Although machine learning algorithms and open source libraries have greatly advanced in the last decade, many challenges remain to building production data science and machine learning applications. Data science teams still spend the majority of their time acquiring and cleaning input data, and once a team launches an application, it has to spend a substantial amount of effort just to keep it running. At Databricks, we have experienced these challenges across thousands of organizations and domains, so we launched two new open source projects recently to simplify data operations and machine learning. Delta Lake is a transactional layer on top of data lake storage such as S3 or HDFS that enables reliable data pipelines, rollback, time travel, and multi-stage bronze/silver/gold patterns for managing production datasets. This allows teams to set up high quality ingest pipelines and rapidly roll back errors. MLflow, on the other hand, is an open source platform for managing the machine learning lifecycle, including experiments, models, workflows and deployments.
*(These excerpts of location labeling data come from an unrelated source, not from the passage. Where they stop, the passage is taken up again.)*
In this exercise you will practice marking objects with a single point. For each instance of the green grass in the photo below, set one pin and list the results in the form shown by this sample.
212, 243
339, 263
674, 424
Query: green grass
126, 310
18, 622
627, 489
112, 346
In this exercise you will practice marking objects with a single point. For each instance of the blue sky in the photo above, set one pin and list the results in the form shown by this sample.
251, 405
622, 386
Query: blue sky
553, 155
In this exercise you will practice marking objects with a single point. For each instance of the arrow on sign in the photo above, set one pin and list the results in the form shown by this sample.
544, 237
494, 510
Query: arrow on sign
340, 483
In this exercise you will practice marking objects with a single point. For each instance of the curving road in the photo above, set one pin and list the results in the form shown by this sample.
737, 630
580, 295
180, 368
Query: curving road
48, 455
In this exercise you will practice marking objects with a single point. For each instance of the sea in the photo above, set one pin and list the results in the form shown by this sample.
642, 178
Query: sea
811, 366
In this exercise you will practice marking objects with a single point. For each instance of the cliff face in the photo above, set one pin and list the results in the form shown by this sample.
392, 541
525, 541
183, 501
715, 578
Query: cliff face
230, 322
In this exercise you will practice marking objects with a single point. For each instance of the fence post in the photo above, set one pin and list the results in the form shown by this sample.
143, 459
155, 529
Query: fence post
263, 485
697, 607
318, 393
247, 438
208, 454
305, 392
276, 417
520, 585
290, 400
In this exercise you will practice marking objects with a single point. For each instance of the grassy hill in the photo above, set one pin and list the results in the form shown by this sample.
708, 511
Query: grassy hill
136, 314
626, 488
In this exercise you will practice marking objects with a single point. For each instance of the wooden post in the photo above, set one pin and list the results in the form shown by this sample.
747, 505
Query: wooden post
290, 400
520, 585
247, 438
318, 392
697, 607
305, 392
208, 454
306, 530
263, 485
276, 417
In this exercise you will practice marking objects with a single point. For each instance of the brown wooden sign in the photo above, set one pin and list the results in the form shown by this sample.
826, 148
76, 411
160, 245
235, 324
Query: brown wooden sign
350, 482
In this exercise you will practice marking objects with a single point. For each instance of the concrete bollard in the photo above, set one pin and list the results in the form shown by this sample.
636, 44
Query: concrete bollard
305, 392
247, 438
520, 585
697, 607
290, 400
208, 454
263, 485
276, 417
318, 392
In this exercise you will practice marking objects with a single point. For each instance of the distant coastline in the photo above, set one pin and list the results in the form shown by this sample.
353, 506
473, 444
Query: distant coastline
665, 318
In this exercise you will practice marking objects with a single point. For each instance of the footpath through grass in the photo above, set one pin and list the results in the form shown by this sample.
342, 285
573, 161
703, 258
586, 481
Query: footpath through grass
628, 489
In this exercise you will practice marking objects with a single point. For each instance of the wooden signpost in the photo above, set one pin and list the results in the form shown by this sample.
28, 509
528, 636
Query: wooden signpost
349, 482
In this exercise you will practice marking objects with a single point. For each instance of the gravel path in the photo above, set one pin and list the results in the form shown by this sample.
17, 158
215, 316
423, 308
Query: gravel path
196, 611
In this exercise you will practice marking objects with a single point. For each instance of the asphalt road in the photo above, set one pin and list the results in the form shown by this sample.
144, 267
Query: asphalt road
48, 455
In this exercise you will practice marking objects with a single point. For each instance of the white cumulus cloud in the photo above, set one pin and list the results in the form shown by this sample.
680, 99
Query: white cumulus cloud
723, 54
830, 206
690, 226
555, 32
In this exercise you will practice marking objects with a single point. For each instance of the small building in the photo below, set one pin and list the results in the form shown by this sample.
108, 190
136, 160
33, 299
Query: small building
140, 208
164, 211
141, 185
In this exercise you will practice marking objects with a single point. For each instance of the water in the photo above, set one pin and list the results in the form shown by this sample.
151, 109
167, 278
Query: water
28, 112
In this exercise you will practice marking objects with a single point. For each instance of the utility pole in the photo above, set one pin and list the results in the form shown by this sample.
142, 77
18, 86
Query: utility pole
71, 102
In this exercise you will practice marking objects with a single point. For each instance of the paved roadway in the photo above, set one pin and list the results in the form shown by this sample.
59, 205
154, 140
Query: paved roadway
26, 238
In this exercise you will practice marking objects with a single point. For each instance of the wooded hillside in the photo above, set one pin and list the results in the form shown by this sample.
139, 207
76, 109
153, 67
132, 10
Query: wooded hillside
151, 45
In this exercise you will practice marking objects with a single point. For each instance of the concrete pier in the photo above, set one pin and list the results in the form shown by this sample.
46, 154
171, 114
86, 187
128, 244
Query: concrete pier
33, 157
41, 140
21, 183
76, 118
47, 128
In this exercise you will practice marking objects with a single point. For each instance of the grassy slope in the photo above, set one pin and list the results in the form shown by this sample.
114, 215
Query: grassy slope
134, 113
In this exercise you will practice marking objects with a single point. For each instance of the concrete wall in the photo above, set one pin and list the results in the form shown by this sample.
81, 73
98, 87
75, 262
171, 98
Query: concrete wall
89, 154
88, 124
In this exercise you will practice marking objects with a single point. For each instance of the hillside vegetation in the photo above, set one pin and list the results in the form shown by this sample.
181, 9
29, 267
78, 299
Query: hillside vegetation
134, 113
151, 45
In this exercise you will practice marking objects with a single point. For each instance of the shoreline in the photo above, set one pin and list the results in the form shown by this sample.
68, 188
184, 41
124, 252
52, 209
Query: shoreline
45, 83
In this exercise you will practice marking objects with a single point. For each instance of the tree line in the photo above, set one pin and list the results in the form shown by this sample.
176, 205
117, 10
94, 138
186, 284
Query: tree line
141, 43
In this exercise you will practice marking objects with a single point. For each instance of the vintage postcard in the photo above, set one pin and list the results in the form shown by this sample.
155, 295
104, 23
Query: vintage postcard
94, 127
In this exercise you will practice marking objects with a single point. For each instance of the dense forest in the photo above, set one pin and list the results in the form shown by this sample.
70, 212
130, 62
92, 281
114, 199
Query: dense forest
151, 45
Inspired by internal ML platforms such as Uber Michelangelo and Google TFX, MLflow makes it easy to operate and monitor ML applications so that teams can spend more of their time building new applications. I’ll show how both projects are helping to simplify data science at thousands of organizations, ranging in scale from one data scientist to teams of thousands of users.

Bio: 

Matei Zaharia is an Assistant Professor of Computer Science at Stanford University and Chief Technologist at Databricks. He started the Apache Spark project during his PhD at UC Berkeley in 2009, and has worked broadly in datacenter systems, co-starting the Apache Mesos project and contributing as a committer on Apache Hadoop. Today, Matei tech-leads the MLflow development effort at Databricks. Matei’s research work was recognized through the 2014 ACM Doctoral Dissertation Award for the best PhD dissertation in computer science, an NSF CAREER Award and several best paper awards.